Natürliches Verhalten: Herdendynamik und Fluchtreiz
Die Rangfolge in Frage zu stellen, gehört zum natürlichen Überlebensprogramm eines Pferds. So wird gewährleistet ist, dass die stärksten und cleversten Tiere an der Spitze der Herde stehen. Auch uns gegenüber testen viele Pferde mal sanft und mal deutlicher, ob wir als Leittier souverän sind.
Wenn sie uns auf den Leib rücken oder anrempeln, verhalten sie sich nicht unbedingt dominant oder wollen uns ärgern.

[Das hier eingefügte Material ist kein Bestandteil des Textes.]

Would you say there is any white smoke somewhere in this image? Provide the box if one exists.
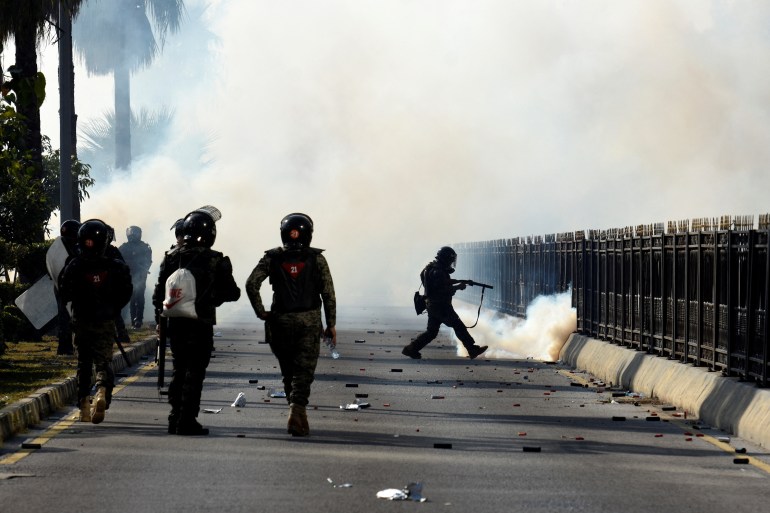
[454,290,577,361]
[33,0,770,312]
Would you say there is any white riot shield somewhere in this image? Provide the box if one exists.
[14,275,58,330]
[45,236,71,288]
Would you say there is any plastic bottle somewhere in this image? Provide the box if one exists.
[323,335,340,359]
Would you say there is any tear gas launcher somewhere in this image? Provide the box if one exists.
[456,279,494,289]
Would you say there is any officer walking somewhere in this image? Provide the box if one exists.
[118,226,152,329]
[245,213,336,437]
[402,246,488,360]
[59,219,133,423]
[152,209,241,436]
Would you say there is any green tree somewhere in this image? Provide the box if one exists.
[0,0,58,242]
[73,0,185,173]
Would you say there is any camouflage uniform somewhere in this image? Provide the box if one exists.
[246,247,336,409]
[59,252,133,411]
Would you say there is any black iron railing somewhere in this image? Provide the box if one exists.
[454,214,769,386]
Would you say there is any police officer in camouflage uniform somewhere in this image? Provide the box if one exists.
[59,219,133,424]
[402,246,488,360]
[118,226,153,328]
[152,209,241,436]
[246,213,336,437]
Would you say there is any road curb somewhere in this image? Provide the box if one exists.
[561,333,770,449]
[0,337,157,444]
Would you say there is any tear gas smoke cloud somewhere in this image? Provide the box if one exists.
[35,1,770,316]
[454,290,576,361]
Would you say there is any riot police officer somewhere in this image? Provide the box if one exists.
[152,209,241,436]
[46,219,80,355]
[245,213,337,437]
[118,226,152,328]
[402,246,488,360]
[59,219,133,424]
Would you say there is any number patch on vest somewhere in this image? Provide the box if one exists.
[281,262,305,278]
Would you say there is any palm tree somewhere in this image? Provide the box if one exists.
[73,0,185,173]
[78,106,175,181]
[0,0,85,240]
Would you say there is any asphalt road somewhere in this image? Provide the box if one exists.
[1,306,769,513]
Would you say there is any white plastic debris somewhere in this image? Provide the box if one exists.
[327,477,353,488]
[269,388,286,398]
[376,482,426,502]
[341,399,370,410]
[202,408,222,414]
[377,489,408,500]
[231,392,246,407]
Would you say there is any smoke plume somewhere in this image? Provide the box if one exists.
[454,291,577,361]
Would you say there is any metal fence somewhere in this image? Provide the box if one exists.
[454,214,770,386]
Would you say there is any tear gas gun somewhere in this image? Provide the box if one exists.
[457,279,494,290]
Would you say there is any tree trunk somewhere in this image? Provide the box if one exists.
[114,62,131,172]
[14,20,45,242]
[59,0,75,222]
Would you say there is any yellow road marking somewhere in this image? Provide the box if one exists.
[0,361,157,465]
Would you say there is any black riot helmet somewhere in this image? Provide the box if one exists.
[182,211,217,248]
[280,213,313,250]
[60,219,81,242]
[77,219,110,257]
[126,225,142,243]
[435,246,457,271]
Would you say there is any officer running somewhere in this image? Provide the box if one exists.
[402,246,488,360]
[59,219,133,424]
[245,213,336,437]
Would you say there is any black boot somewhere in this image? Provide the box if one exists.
[168,411,180,434]
[401,345,422,359]
[176,418,209,436]
[467,345,488,360]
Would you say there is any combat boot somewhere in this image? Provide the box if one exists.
[91,386,107,424]
[79,398,92,423]
[467,345,488,360]
[287,404,309,437]
[168,410,180,434]
[176,417,209,436]
[401,345,422,359]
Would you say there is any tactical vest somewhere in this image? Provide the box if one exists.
[267,248,323,313]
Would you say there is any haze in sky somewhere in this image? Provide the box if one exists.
[32,0,770,318]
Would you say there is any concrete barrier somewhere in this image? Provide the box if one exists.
[0,337,157,443]
[561,333,770,449]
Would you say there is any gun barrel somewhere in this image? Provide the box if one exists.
[470,280,494,289]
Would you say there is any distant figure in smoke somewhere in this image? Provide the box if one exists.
[245,213,336,437]
[46,219,80,355]
[119,226,153,329]
[402,246,488,360]
[153,209,241,436]
[59,219,133,424]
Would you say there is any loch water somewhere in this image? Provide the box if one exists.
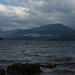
[0,40,75,75]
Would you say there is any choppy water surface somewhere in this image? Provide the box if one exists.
[0,40,75,75]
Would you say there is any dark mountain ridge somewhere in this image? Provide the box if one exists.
[3,23,75,40]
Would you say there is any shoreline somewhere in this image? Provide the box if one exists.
[0,62,75,75]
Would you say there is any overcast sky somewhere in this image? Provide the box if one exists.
[0,0,75,31]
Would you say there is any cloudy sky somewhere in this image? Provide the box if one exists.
[0,0,75,31]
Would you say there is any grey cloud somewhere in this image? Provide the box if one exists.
[0,0,75,30]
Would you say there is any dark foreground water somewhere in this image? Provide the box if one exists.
[0,40,75,75]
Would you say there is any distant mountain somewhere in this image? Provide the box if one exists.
[0,30,5,37]
[4,29,22,35]
[5,29,22,34]
[3,23,75,40]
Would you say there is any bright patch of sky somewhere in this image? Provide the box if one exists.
[0,0,19,6]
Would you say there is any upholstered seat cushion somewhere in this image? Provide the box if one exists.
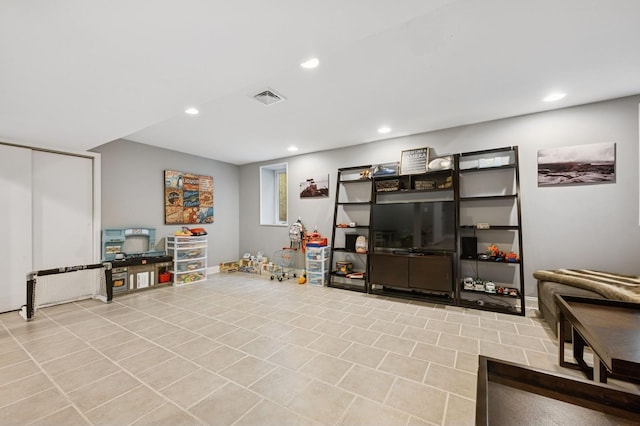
[537,280,604,337]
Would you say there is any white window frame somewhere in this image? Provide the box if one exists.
[260,162,288,226]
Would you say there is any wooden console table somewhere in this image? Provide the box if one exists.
[555,294,640,383]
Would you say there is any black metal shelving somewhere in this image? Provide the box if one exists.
[328,166,374,293]
[328,149,525,316]
[457,146,525,316]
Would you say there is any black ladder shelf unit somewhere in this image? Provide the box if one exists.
[457,146,525,315]
[328,165,373,293]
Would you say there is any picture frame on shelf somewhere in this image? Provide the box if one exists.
[400,147,430,175]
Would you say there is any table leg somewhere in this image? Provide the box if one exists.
[594,358,608,383]
[558,312,566,366]
[572,328,584,361]
[572,330,594,380]
[557,314,591,377]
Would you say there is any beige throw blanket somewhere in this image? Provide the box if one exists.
[533,269,640,303]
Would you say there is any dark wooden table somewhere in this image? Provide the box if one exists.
[555,294,640,383]
[476,356,640,425]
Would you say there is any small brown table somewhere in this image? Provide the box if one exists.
[555,294,640,383]
[476,356,640,425]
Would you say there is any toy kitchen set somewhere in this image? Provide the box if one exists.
[102,227,173,295]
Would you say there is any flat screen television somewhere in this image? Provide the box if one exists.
[371,201,456,252]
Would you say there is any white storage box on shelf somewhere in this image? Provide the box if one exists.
[166,235,208,285]
[305,246,329,286]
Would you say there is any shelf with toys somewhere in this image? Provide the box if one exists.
[166,228,208,285]
[458,238,523,314]
[329,165,373,293]
[305,246,329,286]
[457,146,525,315]
[460,242,520,264]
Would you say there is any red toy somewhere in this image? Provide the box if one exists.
[505,252,519,262]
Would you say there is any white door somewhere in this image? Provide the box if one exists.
[0,145,33,312]
[32,151,95,270]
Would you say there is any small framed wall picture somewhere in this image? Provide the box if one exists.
[300,176,329,198]
[400,147,430,175]
[164,170,214,224]
[537,142,615,186]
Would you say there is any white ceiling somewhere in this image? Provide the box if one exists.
[2,1,640,165]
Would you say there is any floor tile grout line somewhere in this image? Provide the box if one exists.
[422,360,432,386]
[333,388,360,426]
[233,362,279,390]
[424,362,479,402]
[7,325,70,346]
[380,375,398,407]
[284,376,348,423]
[3,272,568,426]
[333,360,356,390]
[178,342,355,423]
[0,379,57,410]
[226,397,267,426]
[215,280,484,414]
[82,383,162,424]
[0,361,42,387]
[26,403,83,426]
[0,316,95,425]
[92,290,349,424]
[339,369,448,426]
[39,304,222,424]
[440,392,452,426]
[182,374,236,412]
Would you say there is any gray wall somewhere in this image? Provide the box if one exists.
[91,139,240,267]
[239,95,640,297]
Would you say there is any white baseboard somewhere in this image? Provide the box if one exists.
[525,296,538,310]
[207,265,220,275]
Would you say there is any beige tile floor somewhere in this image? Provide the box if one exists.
[1,273,636,425]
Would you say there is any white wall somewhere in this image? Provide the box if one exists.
[239,95,640,297]
[91,139,240,267]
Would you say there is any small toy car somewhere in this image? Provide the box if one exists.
[463,277,475,290]
[473,279,485,292]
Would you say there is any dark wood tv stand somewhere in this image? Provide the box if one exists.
[369,251,454,297]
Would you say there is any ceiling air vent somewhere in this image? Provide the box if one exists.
[252,89,285,106]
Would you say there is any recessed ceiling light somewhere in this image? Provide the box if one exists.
[300,57,319,69]
[185,107,199,115]
[287,146,299,152]
[543,93,566,103]
[378,126,391,134]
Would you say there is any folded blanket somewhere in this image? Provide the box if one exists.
[533,269,640,303]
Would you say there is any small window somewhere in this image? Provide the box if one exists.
[260,162,288,225]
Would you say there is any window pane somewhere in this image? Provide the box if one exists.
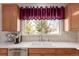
[24,20,38,35]
[47,20,60,34]
[22,19,60,35]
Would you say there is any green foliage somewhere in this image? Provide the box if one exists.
[35,20,52,33]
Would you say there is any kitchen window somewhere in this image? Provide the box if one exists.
[20,6,65,35]
[21,19,62,35]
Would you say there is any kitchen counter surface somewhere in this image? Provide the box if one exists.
[0,42,79,49]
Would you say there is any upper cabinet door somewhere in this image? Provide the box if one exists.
[70,4,79,30]
[65,4,79,31]
[2,4,20,32]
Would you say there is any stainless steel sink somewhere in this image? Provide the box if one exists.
[31,42,54,47]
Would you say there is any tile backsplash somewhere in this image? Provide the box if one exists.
[22,31,77,42]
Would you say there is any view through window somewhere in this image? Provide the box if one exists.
[21,19,62,35]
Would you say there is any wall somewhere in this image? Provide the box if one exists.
[0,3,78,43]
[77,32,79,42]
[18,3,66,7]
[22,32,77,42]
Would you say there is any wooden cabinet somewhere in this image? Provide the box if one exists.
[0,48,8,56]
[64,4,79,31]
[28,48,79,56]
[2,4,20,32]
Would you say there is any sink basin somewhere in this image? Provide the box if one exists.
[31,42,54,47]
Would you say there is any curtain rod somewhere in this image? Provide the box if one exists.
[20,6,65,8]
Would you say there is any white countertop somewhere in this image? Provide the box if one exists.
[0,42,79,49]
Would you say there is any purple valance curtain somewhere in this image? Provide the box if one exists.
[20,6,65,20]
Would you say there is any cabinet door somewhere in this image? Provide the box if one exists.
[0,48,8,53]
[0,48,8,56]
[28,48,77,56]
[65,4,79,31]
[0,53,8,56]
[2,4,19,32]
[2,4,11,31]
[70,4,79,31]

Oft fragen sie nur, wie weit sie gehen können, bevor wir sie in ihre Schranken weisen. Deshalb ist es wichtig, dass wir solch ein Verhalten erkennen und jederzeit souverän und gelassen reagieren. Dann akzeptiert unser Pferd uns weiterhin als ranghöheres Herdenmitglied und schenkt uns Vertrauen.
Angst und Bedrohung lösen bei Pferden den angeborenen Fluchtinstinkt aus. Das Problem: In den Augen des Pferds ist auch der Mensch auf Grund seiner Konstitution ein gefährlicher Jäger. „Vor allem, wenn das Pferd nicht so reagiert, wie wir es gerne hätten, und wir ärgerlich oder wütend werden, kommt das Raubtier in uns zum Vorschein“, sagt Berni Zambail, Horsemanship-Trainer aus Untersiggenthal, Schweiz (www.zambail.com).
Damit eine vertrauensvolle Beziehung möglich ist, muss der Mensch sein Raubtierverhalten kontrollieren. „Greift ein Raubtier an, bewegt es sich schnell und lässt nicht mehr los, wenn es das Pferd einmal erwischt hat. Diesen Eindruck dürfen wir dem Tier deshalb nicht vermitteln“, erklärt Zambail.
Zieht das Pferd etwa am Strick, ist es wenig sinnvoll, mit aller Kraft dagegen zu halten. „Ich halte in so einer Situation nur mit leichtem Druck gegen und gehe erst einmal mit der Bewegung des Pferds mit. Sobald ich merke, dass es wieder anfängt zu überlegen, lasse ich locker und gebe dem Pferd wieder das Gefühl, dass es frei ist.“
Kommunikation im Alltag: Wie wirken wir aufs Pferd?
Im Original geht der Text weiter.